“The German Die Zeit published this glimpse of an anti-Olympics concert by veteran rocker Cui Jian, held in a Beijing bar outside the Olympic zone. As the greatest symbol of the “nothing” generation, Cui Jian still bottles a rebellious spirit for his fans, even if it sells next to cans and drafts these days.” Translated by Steve Cotner in the Foreign Expert blog:
Cui Jian knows that he is guilty of his reputation as a rebel — the concert begins with music from Tibet. Immediately, the swinging floor quakes before the small stage, the enormous box-towers waggle; Bavarian technology has certainly not diminished. Cui Jian is a Niu Bi, call the fans. The meaning of this is rather prurient, and what it’s actually called is even worse; anyway the word cannot be printed. It is the intimate parts of the common dairy cow.
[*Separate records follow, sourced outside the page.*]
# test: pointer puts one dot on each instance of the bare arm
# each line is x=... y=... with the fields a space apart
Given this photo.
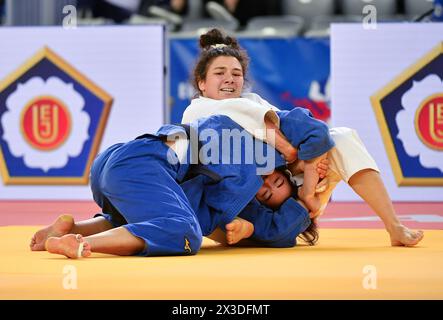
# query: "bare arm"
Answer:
x=276 y=139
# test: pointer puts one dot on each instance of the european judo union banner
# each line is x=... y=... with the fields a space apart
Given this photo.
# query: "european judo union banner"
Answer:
x=52 y=119
x=410 y=114
x=286 y=72
x=388 y=84
x=68 y=94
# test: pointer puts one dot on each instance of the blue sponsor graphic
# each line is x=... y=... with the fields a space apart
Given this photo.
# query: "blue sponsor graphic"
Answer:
x=286 y=72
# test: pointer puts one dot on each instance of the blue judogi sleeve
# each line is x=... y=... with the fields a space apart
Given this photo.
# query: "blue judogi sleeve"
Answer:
x=302 y=130
x=278 y=228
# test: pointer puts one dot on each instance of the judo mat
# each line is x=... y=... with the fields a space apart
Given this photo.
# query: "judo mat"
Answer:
x=351 y=261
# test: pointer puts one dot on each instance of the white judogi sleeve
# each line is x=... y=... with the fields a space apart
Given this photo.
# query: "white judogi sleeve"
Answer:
x=347 y=158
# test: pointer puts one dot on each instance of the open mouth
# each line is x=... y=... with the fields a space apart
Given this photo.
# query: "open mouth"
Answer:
x=229 y=90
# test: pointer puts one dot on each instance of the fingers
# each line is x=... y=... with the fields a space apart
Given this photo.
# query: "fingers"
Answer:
x=323 y=167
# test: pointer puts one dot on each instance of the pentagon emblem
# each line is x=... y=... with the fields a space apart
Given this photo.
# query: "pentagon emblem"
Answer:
x=409 y=111
x=52 y=118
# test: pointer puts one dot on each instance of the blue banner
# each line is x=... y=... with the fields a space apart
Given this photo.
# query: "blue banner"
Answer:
x=286 y=72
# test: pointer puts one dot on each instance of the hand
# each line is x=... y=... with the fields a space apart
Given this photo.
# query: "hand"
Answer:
x=323 y=168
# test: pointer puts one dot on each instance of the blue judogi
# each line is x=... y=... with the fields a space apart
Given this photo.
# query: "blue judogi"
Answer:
x=137 y=187
x=272 y=228
x=142 y=186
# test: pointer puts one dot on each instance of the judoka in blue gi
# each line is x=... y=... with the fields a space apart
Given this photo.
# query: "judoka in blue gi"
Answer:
x=137 y=185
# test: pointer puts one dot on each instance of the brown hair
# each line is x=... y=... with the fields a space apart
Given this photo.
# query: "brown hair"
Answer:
x=209 y=52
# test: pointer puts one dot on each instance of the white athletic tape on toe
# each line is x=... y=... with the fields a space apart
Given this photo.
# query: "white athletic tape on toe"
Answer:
x=80 y=249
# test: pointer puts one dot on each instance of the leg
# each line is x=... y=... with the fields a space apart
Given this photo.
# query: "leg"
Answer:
x=118 y=241
x=369 y=186
x=65 y=224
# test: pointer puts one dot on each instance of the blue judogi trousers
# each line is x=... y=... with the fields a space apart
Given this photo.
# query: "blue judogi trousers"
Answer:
x=136 y=182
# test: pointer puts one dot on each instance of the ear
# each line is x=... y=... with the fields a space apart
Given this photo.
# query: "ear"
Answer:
x=202 y=85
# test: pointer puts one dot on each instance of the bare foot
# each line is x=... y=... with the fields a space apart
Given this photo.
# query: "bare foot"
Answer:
x=403 y=236
x=71 y=245
x=238 y=229
x=61 y=226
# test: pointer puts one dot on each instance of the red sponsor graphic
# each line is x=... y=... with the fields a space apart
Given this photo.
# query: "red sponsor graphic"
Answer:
x=46 y=123
x=429 y=122
x=319 y=109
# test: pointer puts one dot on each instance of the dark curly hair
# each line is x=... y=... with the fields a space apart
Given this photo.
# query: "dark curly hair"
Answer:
x=209 y=52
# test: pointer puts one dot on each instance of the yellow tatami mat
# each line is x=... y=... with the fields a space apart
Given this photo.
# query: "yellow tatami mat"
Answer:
x=345 y=264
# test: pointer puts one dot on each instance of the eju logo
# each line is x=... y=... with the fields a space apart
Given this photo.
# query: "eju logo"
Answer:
x=409 y=111
x=51 y=122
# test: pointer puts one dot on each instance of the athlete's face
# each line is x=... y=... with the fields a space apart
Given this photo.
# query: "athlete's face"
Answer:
x=224 y=79
x=275 y=190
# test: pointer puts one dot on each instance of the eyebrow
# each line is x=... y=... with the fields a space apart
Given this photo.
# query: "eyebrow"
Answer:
x=225 y=68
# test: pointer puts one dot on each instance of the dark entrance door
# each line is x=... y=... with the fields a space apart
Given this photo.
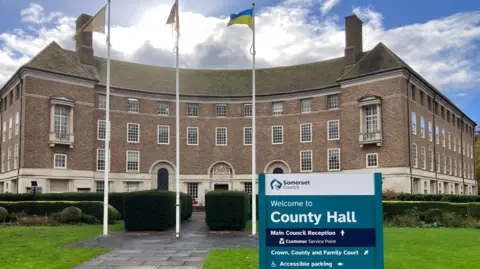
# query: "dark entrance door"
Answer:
x=278 y=170
x=221 y=187
x=162 y=179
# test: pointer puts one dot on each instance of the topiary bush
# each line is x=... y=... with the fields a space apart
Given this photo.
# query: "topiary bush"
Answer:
x=226 y=210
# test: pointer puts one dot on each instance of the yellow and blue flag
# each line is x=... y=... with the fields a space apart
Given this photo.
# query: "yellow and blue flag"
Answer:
x=244 y=17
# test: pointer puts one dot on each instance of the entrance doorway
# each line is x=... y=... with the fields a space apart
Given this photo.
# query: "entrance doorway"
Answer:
x=162 y=179
x=221 y=187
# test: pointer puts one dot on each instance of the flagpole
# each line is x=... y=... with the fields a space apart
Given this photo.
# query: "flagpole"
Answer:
x=254 y=181
x=177 y=131
x=107 y=131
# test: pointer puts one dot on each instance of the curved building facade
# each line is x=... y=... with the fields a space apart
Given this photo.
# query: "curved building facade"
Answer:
x=364 y=111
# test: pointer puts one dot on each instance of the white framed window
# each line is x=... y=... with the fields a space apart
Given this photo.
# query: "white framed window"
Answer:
x=17 y=123
x=305 y=132
x=247 y=110
x=221 y=110
x=277 y=108
x=133 y=105
x=101 y=130
x=192 y=190
x=133 y=132
x=414 y=153
x=221 y=136
x=192 y=110
x=306 y=161
x=306 y=105
x=333 y=129
x=277 y=134
x=163 y=108
x=247 y=136
x=372 y=160
x=192 y=135
x=133 y=161
x=60 y=161
x=334 y=159
x=163 y=132
x=422 y=127
x=333 y=101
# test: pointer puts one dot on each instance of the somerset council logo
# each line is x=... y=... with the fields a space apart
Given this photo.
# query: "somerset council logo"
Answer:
x=275 y=184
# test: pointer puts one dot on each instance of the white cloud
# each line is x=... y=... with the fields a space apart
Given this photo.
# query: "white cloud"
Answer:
x=443 y=50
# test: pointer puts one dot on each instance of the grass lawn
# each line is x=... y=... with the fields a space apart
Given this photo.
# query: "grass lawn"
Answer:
x=41 y=247
x=405 y=248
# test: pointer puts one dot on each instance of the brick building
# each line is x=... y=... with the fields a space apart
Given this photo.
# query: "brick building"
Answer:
x=364 y=111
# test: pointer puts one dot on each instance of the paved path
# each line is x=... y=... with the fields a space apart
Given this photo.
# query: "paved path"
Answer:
x=161 y=250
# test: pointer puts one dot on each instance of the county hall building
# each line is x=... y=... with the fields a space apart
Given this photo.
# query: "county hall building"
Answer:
x=366 y=111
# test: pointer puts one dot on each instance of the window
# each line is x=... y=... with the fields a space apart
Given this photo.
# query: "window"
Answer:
x=372 y=160
x=333 y=129
x=101 y=130
x=192 y=190
x=277 y=108
x=192 y=135
x=422 y=127
x=247 y=135
x=423 y=158
x=221 y=136
x=102 y=101
x=305 y=132
x=277 y=134
x=430 y=131
x=59 y=160
x=333 y=101
x=334 y=159
x=133 y=105
x=133 y=160
x=305 y=105
x=133 y=130
x=163 y=108
x=306 y=161
x=163 y=134
x=247 y=110
x=192 y=110
x=414 y=123
x=17 y=123
x=221 y=110
x=414 y=152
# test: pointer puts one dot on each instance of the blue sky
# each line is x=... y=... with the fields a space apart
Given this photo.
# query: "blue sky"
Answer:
x=440 y=39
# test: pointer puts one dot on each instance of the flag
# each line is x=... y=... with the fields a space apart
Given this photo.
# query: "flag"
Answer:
x=95 y=24
x=244 y=17
x=173 y=18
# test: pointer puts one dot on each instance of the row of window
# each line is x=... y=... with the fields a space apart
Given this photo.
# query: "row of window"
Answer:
x=333 y=102
x=457 y=143
x=448 y=169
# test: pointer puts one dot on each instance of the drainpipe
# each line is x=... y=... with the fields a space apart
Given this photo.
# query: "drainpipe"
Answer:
x=409 y=134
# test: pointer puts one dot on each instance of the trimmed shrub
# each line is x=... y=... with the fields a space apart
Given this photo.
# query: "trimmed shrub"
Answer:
x=3 y=214
x=226 y=210
x=93 y=208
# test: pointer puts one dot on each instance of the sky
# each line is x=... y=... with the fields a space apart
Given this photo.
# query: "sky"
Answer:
x=440 y=39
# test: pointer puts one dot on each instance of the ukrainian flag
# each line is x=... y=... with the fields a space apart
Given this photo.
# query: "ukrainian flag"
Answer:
x=244 y=17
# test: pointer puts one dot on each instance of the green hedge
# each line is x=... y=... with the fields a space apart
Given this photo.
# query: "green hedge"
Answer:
x=226 y=210
x=395 y=208
x=154 y=210
x=93 y=208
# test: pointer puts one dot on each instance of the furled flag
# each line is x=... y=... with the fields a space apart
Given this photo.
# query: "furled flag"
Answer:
x=95 y=24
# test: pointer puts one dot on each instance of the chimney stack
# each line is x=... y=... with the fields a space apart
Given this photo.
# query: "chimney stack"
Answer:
x=84 y=41
x=353 y=39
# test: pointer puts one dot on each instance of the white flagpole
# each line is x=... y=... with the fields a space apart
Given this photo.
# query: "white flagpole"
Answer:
x=107 y=132
x=254 y=181
x=177 y=131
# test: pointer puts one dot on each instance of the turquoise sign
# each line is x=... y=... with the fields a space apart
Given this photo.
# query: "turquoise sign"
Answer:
x=321 y=220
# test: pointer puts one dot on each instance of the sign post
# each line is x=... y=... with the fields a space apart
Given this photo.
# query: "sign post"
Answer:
x=321 y=220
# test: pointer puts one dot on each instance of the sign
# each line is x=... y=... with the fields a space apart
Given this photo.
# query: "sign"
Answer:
x=321 y=220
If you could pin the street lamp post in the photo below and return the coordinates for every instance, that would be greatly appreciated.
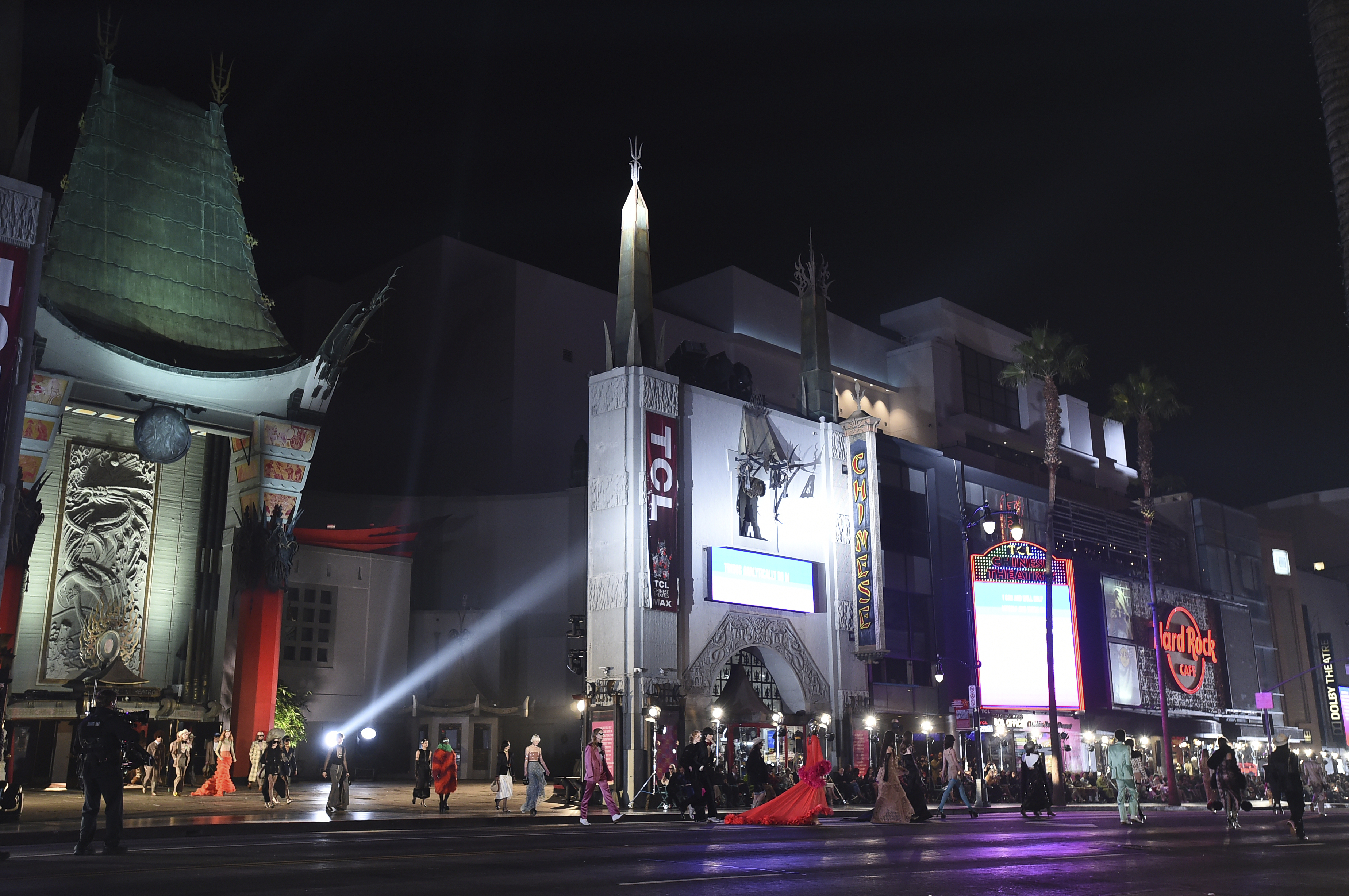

Again and again, the red flag with the picture of the singer is unfurled. As with the famous Che Guevara icon, his face shows up on it in a kind of shadow. Over the years, he has managed to take one or another state symbol and appropriate it and deconstruct it; the red star, for example, adorns his cap and the fans’ t-shirts. He reverses the colors of the Chinese flag, where the big yellow star on a red background stands for the Communist Party (the four small ones represent workers, peasants, intellectuals, and the rest of the people). Many concert-goers wear the Cui Jian star as stickers on their cheeks — even as an ironic refraction of the Olympic hysteria, with the Chinese flag tattoos having become unavoidable.
“You’re younger than Liu Xiang,” shouts the audience, by which the rocker is honored, since the tragically bushed hurdle sprinter was born two decades after him.